本当は1月に友人たちとGOTOキャンペーンを利用して長崎に行く予定でした。が、第三波が来てキャンセル。

図書館で借りてきました。

高校生の頃「沈黙」を読んだことがあります(夏休みの課題図書でした)。

 

 

一部・キクの場合

「浦上四番崩れ」という実話が元になっています。

<ざっくりあらすじ>

江戸時代に隠れキリシタンとして信仰を守っていた浦上の農民たちが幕末にキリシタンであることを表明した後に、幕府によって拷問、弾圧、流罪にされます。明治政府も天皇中心の神道で新国家形成を目指していたので流罪のままでしたが、欧米列強から激しい非難を受け、条約改正などの外交上の障害になると判断して、6年ぶりに農民たちは故郷に帰ります。

キクというのはキリシタンではありませんが、好きな青年がキリシタンで津和野に流罪になったため、その青年を救いたい一心で体を売ってまでお金を用意したりします。そして、最後には病気で亡くなってしまいます。

<感想>

信仰をもたない私からしたら、拷問を受けても信仰を捨てないということに「恐怖」を感じました。どうして耐えられる?信仰を捨てたら天国に行けなくなる?むしろ、肉体的な辛さから逃れるために信仰を捨ててしまっても許す神であってほしいと思う。

それと、同じ人間に対して残酷な拷問をすることも怖いです。嗜好とか快楽というような性質ならともかく、仕事だからと割り切れるのかな?(伊藤という役人はキクの体を自由にして金も巻き上げ、一方で信者たちに拷問を続け、自己嫌悪しながらもそれらの行為を続けています。そんな伊藤に神父が「あなたは救われる」と声をかけるのが偽善に思えて仕方ない。現代社会なら犯罪者ですよね。拷問そのものは仕事だから仕方ないにしても、キクに対しての行いは職権乱用ですよね。)

それと、キクの行為はいくら好きな人のためでもそこまでできるかな?という疑問も。小説だからと言ってしまえばそれまで。新潮文庫で発行されたのが1986年、その以前に書かれたとして、その時代はこの純愛が理解できる時代だったのかしら。

 

二部・サチ子の場合

 <ざっくりあらすじ>

キクの従妹のミツも夫の影響でカトリック信者になります。二部はそのミツの孫のサチ子が主人公。敬虔なカトリック信者で、幼なじみの修平を慕っています。でも、時代は太平洋戦争中、修平は「人を殺してはいけない」という信仰に反する戦争に参加することに悩みます。カトリック教会が戦争を黙認することにも反発を覚えています。(プロテスタント教会反戦運動をして逮捕されたりもしたとなっていました)

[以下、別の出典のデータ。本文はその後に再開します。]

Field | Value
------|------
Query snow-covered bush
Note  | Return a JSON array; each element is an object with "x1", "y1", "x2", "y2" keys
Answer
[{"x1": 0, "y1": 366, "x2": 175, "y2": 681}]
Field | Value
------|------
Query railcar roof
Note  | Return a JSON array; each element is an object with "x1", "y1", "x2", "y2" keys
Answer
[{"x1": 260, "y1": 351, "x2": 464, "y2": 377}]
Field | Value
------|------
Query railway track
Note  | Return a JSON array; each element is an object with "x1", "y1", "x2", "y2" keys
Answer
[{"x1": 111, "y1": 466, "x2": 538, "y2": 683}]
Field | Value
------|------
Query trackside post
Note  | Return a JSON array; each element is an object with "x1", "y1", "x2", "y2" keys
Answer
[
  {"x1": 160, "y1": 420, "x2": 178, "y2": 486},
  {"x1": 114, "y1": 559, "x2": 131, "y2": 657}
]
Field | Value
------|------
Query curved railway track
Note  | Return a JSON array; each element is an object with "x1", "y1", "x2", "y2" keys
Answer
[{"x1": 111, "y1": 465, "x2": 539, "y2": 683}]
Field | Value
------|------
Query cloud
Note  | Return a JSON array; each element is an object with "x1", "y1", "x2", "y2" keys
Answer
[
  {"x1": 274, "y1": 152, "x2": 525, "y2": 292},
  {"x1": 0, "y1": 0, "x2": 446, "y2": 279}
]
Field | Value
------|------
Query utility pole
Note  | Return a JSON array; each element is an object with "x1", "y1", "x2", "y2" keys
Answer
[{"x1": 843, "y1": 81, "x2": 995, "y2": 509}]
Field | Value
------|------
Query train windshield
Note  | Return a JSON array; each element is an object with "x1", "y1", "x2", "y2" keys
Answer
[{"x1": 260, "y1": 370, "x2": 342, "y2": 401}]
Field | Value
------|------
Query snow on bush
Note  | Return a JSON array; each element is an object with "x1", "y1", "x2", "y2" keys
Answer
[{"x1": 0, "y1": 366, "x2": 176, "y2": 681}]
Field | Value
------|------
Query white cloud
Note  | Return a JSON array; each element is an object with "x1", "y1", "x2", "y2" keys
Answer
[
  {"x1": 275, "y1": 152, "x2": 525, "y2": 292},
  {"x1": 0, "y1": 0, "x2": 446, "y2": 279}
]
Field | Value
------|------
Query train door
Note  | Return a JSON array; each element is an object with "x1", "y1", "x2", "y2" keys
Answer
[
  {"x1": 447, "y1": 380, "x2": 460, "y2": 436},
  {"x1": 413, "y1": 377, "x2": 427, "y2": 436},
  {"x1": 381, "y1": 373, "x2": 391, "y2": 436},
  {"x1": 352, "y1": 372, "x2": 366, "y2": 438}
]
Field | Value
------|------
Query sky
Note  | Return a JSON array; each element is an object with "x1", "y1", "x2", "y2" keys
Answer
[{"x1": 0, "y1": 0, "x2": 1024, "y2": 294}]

迷いながらも兵役を拒否できるわけもなく学徒出陣で学業半ばで出征し特攻隊に志願する修平。修平の無事をひたすら祈るサチ子。そして、長崎に原爆が投下されます。

長崎つながりで、長崎に宣教にきて帰国後アウシュヴィッツに送られ亡くなったコルベ神父の話も前半に並行して出てきます。

 

<感想>

修平が出征するまでの、いわゆる子供時代のサチ子と修平の純愛は微笑ましいです。私はカトリック信者ではないけど、修平が悩む様子にも共感できます。おそらく多くの若者が信仰のあるなしにかかわらず「戦争で人を殺すこと」について悩んでいたのではないかと。

でも、アウシュヴィッツでの描写は正直読むのが辛いです。うすうす知っていたことであっても、小説として読むのでも「どうして人間が人間に対してこんなことができるのか」と。アウシュヴィッツの所長は家では仕事のことを一切話さず、良き夫、良き父です。

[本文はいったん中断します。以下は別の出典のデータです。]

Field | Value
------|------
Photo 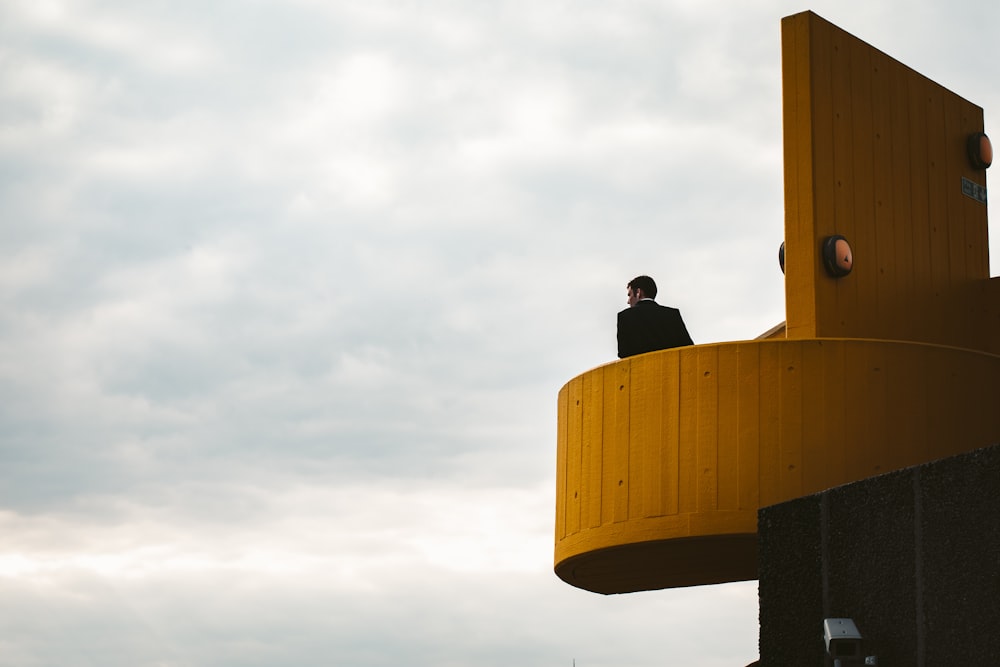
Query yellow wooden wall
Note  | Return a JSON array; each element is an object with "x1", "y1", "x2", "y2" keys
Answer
[
  {"x1": 555, "y1": 12, "x2": 1000, "y2": 593},
  {"x1": 782, "y1": 12, "x2": 995, "y2": 349},
  {"x1": 556, "y1": 339, "x2": 1000, "y2": 593}
]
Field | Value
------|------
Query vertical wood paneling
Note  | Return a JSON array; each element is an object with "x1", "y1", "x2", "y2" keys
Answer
[
  {"x1": 677, "y1": 348, "x2": 698, "y2": 512},
  {"x1": 867, "y1": 49, "x2": 905, "y2": 338},
  {"x1": 885, "y1": 347, "x2": 929, "y2": 463},
  {"x1": 943, "y1": 90, "x2": 972, "y2": 344},
  {"x1": 834, "y1": 36, "x2": 880, "y2": 336},
  {"x1": 695, "y1": 345, "x2": 719, "y2": 512},
  {"x1": 660, "y1": 354, "x2": 681, "y2": 515},
  {"x1": 924, "y1": 82, "x2": 951, "y2": 342},
  {"x1": 556, "y1": 385, "x2": 569, "y2": 541},
  {"x1": 778, "y1": 344, "x2": 802, "y2": 497},
  {"x1": 629, "y1": 354, "x2": 666, "y2": 516},
  {"x1": 716, "y1": 345, "x2": 740, "y2": 510},
  {"x1": 781, "y1": 14, "x2": 829, "y2": 338},
  {"x1": 758, "y1": 344, "x2": 781, "y2": 505},
  {"x1": 733, "y1": 344, "x2": 763, "y2": 509},
  {"x1": 580, "y1": 368, "x2": 605, "y2": 528},
  {"x1": 888, "y1": 56, "x2": 919, "y2": 340},
  {"x1": 782, "y1": 14, "x2": 989, "y2": 352},
  {"x1": 602, "y1": 362, "x2": 632, "y2": 523},
  {"x1": 912, "y1": 76, "x2": 934, "y2": 341},
  {"x1": 566, "y1": 377, "x2": 583, "y2": 533},
  {"x1": 800, "y1": 340, "x2": 832, "y2": 493}
]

コルベ神父の「愛がないなら愛を作らねば」の言葉や、身代わりとなって飢餓刑で処刑されること。実話ですが、もしこれが信仰のなせる業なら信仰があるってすごいことかも。

2冊を通しての感想

「感動する」「心を打たれた」とかいうレビューが多いけど、私は「怖い」という気持ちが強かったです。

信仰のために命を捨ててもいいと思うことに対して、
人間が戦場でもない場所で、憎しみや恨みもない人間を殺すことができるということに対して、
どうして?もありますが、どちらかというと「怖い」が強い。

私は神話が好きですが、はっきり言って日本神話は物語なので信仰するものではないと思っています。でも、私は神社にお参りに行くのが好きだし、神社に行くと清々しい気持ちになるし、なんとなく「八百万の神々」がいると思っています。その神様たちは色々なものや自然に宿っていて、人間が大事にしないと災害を起こすのだと思います。

お寺にお参りも行きます。仏像を見るのも好きです。いいお顔の観音様は大好き。

私は「良心」に恥じない生き方をすれば神様が怒らないのでは?くらいの信心です。はっきり言って「信仰心」は全くありません。でも、不安で心がさまよってしまうかというとそうでもない。心が弱っている人は信仰があったほうが支えになるのかな。

クリスチャンの方が遠藤周作の小説を読むとまた違う感想を抱くかもしれませんね。